But the Greenlandic people are not naive. They have watched their ice recede, their hunting seasons shorten, their traditional knowledge rendered obsolete by a climate that no longer holds pattern. They have also seen Australia, Canada, and China court them. The ‘friend’ America seeks must offer more than cash and geopolitics.
Howery’s agenda included meetings with business leaders and government officials. He dangled infrastructure investment, digital connectivity, and educational exchange. Yet what Greenland demands is climate adaptation funding, a seat at the table in Arctic governance, and respect for its long path to self-determination from Denmark.
The envoy’s reception has been described as ‘polite but firm’. Greenlandic Premier Múte Egede stated plainly: “We are not for sale. But we are open to partnership.” That distinction is crucial. The US approach reeks of transactional diplomacy in a region where trust is built over generations, not press releases.
Let us examine the numbers. The US has invested approximately $12 million in Greenland since 2020, mostly in research. Compare that to China’s $200 million in mining and infrastructure pledges, or the European Union’s Arctic investment of $1.2 billion. The US is a latecomer to a climate-changed game.
Then there is the military dimension. Thule Air Base, now Pituffik Space Base, sits 1,200km from the North Pole. It is a critical node for early warning missile detection and space surveillance. The US wants to upgrade its radar systems. Greenlanders remember the 1968 B-52 crash that scattered four nuclear warheads across the ice. They are wary of being turned into a strategic outpost again.
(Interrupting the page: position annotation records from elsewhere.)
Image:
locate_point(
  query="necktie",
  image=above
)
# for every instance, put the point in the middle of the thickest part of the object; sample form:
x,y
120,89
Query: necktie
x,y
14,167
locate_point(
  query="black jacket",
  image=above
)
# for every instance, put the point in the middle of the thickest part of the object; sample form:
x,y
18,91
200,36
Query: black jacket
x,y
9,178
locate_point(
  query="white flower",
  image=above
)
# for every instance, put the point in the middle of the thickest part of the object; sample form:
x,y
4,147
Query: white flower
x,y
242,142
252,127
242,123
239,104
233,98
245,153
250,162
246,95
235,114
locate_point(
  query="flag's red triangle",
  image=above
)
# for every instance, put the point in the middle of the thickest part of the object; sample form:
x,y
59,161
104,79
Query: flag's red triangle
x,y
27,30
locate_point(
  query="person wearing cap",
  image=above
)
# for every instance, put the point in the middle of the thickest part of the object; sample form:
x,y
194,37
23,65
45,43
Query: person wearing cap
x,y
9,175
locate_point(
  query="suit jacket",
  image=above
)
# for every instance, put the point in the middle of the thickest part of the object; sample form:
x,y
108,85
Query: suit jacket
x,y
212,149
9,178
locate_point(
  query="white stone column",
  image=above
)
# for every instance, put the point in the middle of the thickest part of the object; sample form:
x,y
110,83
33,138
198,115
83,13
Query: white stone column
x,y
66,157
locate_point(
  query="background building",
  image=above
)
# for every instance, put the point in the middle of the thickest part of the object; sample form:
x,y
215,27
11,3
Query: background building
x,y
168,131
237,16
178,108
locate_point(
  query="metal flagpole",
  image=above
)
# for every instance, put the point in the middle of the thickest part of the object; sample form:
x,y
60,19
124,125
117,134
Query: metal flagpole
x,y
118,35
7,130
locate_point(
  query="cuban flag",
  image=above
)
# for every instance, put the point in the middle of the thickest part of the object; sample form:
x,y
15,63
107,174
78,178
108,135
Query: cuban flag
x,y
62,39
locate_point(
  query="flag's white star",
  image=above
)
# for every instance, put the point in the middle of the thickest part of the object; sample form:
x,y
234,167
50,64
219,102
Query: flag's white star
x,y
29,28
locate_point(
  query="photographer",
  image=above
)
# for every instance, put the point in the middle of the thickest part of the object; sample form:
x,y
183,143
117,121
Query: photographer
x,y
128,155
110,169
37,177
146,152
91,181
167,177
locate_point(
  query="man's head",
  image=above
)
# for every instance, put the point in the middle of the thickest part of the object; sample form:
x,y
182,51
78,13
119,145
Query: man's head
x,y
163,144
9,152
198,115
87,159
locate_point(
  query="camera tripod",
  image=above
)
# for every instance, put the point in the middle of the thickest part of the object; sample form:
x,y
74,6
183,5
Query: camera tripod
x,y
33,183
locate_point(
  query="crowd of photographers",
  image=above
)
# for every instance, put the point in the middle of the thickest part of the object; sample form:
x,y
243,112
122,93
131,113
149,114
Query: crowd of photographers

The hostile terrain Howery faces is not just the weather. It is the legacy of colonialism, the urgency of climate change, and the mismatch of expectations. While the US thinks in terms of resources and basing rights, Greenland thinks in terms of survival. Their glaciers are melting faster each decade. Their winters are warmer. Their hunting is less predictable.
There is a fundamental incompatibility between short-term geopolitical gains and long-term planetary health. The US envoy may find that the best way to make friends in Greenland is not to offer money, but to listen. To acknowledge that the melting ice is not an opportunity for commerce but a warning for civilisation.
In the end, the story of this visit is not about diplomacy. It is about the collision of two realities. One sees a changing Arctic as a frontier for extraction and control. The other sees a home that is disappearing. Until those realities align, the ice will remain unbroken, and the friendship cold.